D/ El libro de la selva. Ruyard Kipling
Después de descubrir con Guillermo mis limitaciones para el liderazgo, entré en los boy scouts y de golpe y porrazo me nombraron guía de mi patrulla. La única forma posible de afrontar la situación era convertirme en el scout perfecto, el mejor, el más preparado, lo que quizás justificaría la insostenible situación en la que me encontraba frente a mis amigos.
Una de las cosas que tenía que hacer un buen scout era leerse “El libro de la selva”. Hay libros que influyen en la vida y hay vidas que influyen en las lecturas. Seguramente, todas.
Así que me lo leí. Ya conocen el argumento del libro, que no se parece en nada a las películas que sobre él se han hecho: Vida de un niño criado por lobos en plena selva tropical y educado por un oso y una pantera en lugar de por el Foca y el Gotzilla, como yo. Su enemigo, en vez del Demonio, era un tigre de Bengala. Vivir en plena Naturaleza no tenía más que ventajas.

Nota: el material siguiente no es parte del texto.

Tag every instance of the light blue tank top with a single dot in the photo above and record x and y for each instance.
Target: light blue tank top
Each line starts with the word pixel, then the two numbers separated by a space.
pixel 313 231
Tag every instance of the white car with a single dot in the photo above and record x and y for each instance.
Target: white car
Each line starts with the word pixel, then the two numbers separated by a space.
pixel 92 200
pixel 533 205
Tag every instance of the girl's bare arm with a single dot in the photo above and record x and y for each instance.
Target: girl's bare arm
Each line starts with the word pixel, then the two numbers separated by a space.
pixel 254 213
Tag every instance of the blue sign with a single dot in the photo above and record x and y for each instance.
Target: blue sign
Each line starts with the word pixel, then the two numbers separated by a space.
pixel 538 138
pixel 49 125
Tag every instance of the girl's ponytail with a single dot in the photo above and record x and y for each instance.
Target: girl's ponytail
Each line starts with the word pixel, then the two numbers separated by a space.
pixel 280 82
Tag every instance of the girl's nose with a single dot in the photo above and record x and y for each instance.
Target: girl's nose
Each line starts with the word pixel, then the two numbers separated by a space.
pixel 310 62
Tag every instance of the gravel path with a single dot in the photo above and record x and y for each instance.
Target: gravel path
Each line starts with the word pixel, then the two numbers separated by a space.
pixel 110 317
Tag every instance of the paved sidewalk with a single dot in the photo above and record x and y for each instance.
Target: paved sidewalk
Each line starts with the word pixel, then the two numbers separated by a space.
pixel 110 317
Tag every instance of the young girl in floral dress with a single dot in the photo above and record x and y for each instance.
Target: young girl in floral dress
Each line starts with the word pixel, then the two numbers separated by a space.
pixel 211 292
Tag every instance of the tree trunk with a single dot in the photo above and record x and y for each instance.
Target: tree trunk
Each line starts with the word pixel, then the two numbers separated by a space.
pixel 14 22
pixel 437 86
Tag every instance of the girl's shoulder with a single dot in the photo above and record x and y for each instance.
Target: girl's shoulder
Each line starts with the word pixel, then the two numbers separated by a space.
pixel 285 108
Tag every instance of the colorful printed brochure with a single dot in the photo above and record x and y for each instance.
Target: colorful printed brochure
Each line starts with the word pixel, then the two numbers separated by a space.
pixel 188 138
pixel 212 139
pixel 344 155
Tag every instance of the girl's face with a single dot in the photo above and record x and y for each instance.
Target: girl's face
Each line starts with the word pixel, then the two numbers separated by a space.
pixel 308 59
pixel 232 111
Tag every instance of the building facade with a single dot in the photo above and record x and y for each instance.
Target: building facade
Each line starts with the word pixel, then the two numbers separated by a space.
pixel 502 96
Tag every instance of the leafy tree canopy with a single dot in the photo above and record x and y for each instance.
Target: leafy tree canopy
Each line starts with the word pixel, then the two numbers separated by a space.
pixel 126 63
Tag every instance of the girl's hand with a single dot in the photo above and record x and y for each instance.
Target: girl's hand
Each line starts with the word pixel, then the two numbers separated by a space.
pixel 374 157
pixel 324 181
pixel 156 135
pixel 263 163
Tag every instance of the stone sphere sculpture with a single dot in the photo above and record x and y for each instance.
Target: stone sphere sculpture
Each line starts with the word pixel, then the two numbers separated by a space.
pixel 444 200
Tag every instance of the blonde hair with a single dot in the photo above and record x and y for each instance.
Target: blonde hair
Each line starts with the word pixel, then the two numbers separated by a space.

El libro era buenísimo, aunque al final, por amor, Mowgli intentara civilizarse. Yo no podía con aquello. No tenía nada contra el amor, pues a los 5 años ya estaba enamorado de una niña de párvulos y de una señorita de preu, pero me parecía una pérdida de tiempo y una tontada el hacerse mayor y civilizado. Ahí empecé a detectar en mí cierto complejo de Peter Pan, aunque entonces ignorara que era un complejo y que se llamaba así. En fin, más tarde descubriría que hasta los lobos esteparios acaban bailando charlestón.
A pesar de todo, el libro me descubrió la posibilidad de poder ser protagonista sin tener que entrar en competición con mi mejor amigo. Me parecía mucho más cómodo disputar el liderazgo a toda una manada de lobos que a Grilló. El libro me confirmó en mi vocación de “campasolo”, vocación que todavía cultivo.
Cambió, también, mi relación con los animales, a los que empecé a considerar como de la familia y con los que he llegado a tener relaciones bastante sorprendentes. Les pongo un ejemplo: En una de mis largas caminatas por los montes de Cuarte, vi venir hacia mí una especie de diablillo volador. Al principio pensé que había pillado una insolación, pero el diablillo aterrizó en una mata cercana y pude comprobar que sólo era un escarabajo longicorne. Me aproximé con mucho cuidado, extendí un dedo y se lo pasé por el lomo. El escarabajo empezó a ronronear como un gato. Se lo juro.
El cuadro es de mi exposición en la Lonja de Zaragoza.